Last week the Court of Appeal of England and Wales handed down its decision in four appeals which raise a number of questions of construction in relation to derivatives in the form of interest rate swaps and forward freight agreements documented under the International Swaps and Derivatives Association Inc. Master Agreement (the “ISDA Master Agreement”).1  In particular, the decision focuses on the interpretation of section 2(a)(iii) of the ISDA Master Agreement.

Key Points

  • Under section 2(a)(iii), the underlying debt obligation between the parties to the ISDA Master Agreement is undisturbed by an Event of Default – the section deals with the payment obligation alone.
  • Under section 2(a)(iii), a Non-defaulting Party’s payment obligation is not extinguished because of an Event of Default – it is merely suspended.  Nor is the payment obligation extinguished on the maturity of the transaction.
  • The suspension of the payment obligation may be indefinite – the condition precedent under section 2(a)(iii) continues in force until the Event of Default is cured.  There is no implied term that the payment obligation revives at any other time.
  • The suspensory effect of section 2(a)(iii) cannot be said to engage the English law anti-deprivation principle.  Nor does section 2(a)(iii) breach the English law pari passu rule of distribution.
  • A Non-defaulting Party who wishes to enforce the payment obligation of the Defaulting Party must give credit for what is due by the Non-defaulting Party under its part of the swap.
  • Individual transactions whose natural term has expired prior to the occurrence of Automatic Early Termination are subject to close-out netting.  This is consistent with the “single agreement” provision in section 1(c).
  • In determining “Loss”, the parties are required to assume that the conditions precedent specified in section 2(a)(iii) to any payment obligations have been satisfied.
  • The Metavante decision by the United States Bankruptcy Court concluded that the United States Bankruptcy Code prohibited the enforcement of section 2(a)(iii).  However, the Court of Appeal decision and Metavante can be reconciled.

Commentary

  • The decision of the Court of Appeal will be studied closely by all market participants.
  • Non-defaulting Parties that are “out of the money” will note that their obligation to pay is not extinguished after the scheduled maturity date of the underlying transaction.
  • Market participants who have been concerned that they may be forced to designate an Early Termination Date will welcome the decision that there is no implied terms in the ISDA Master Agreement which require termination after a reasonable period.
  • The derivatives industry may have to consider whether the ISDA Master Agreement will need amending to address concerns that its provisions may be used to withhold payments from insolvent entities.
  • In its 2009 consultation paper,2 HM Treasury expressed the view that payments due to insolvent counterparties should not be withheld indefinitely as this creates undesirable uncertainty for administrators and the general creditors of insolvent counterparties.  It remains to be seen whether HM Treasury will introduce a statutory solution to the effect of section 2(a)(iii) as confirmed by the decision of the Court of Appeal.

The First Appeal

The First Appeal is from the decision of Briggs J in the High Court3 and relates to a series of interest rate swap transactions entered into between Lehman Brothers International (Europe) (“LBIE”) and a number of counterparties including JFB Firth Rixon.  The entry into of administration by LBIE on 15 September 2008 constituted an Event of Default under each of the transactions entitling each of the non-defaulting counterparties to designate an Early Termination Date.  The non-defaulting counterparties never designated an Early Termination Date – the transactions were “in the money” to LBIE – and instead relied on section 2(a)(iii) of the ISDA Master Agreement to argue that no further amounts were due to LBIE as any payment obligation is subject to the condition precedent that “no Event of Default has occurred and is continuing”.

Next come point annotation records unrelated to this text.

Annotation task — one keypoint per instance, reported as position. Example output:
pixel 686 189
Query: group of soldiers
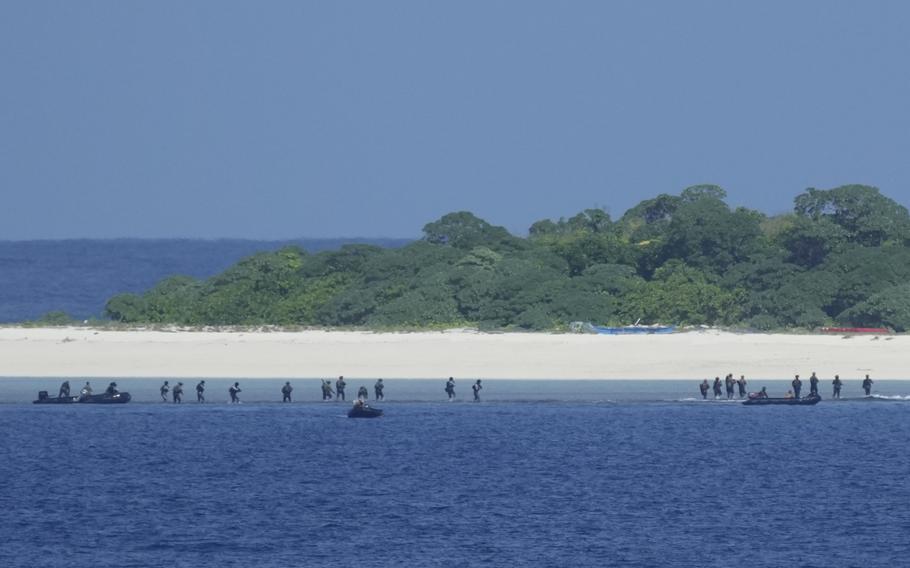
pixel 731 385
pixel 328 393
pixel 837 384
pixel 338 393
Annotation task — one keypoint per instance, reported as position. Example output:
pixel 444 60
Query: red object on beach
pixel 856 330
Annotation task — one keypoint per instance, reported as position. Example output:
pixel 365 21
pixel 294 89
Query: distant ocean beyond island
pixel 78 276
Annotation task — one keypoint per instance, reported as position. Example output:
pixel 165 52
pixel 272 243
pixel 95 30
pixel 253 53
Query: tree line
pixel 840 257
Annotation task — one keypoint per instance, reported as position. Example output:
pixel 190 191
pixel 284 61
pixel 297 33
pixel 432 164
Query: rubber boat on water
pixel 104 398
pixel 761 401
pixel 364 411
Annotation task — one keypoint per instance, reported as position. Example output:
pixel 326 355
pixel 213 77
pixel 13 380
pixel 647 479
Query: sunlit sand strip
pixel 56 352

The issue raised by the First Appeal is whether obligations to make payments pursuant to the ISDA Master Agreement subsist after the party to whom payment is due has committed an Event of Default and, if so, for how long.

Did the occurrence of an Event of Default have the effect that no amounts ever became due and payable from the Non-defaulting Party?

In analysing section 2 of the ISDA Master Agreement, the court drew a distinction between payment obligations and underlying debt obligations and concluded that the underlying debt obligation is undisturbed by the Event of Default – it is merely the payment obligation which is barred if there is an Event of Default.

Did the occurrence of an Event of Default extinguish the payment obligation or merely suspend it?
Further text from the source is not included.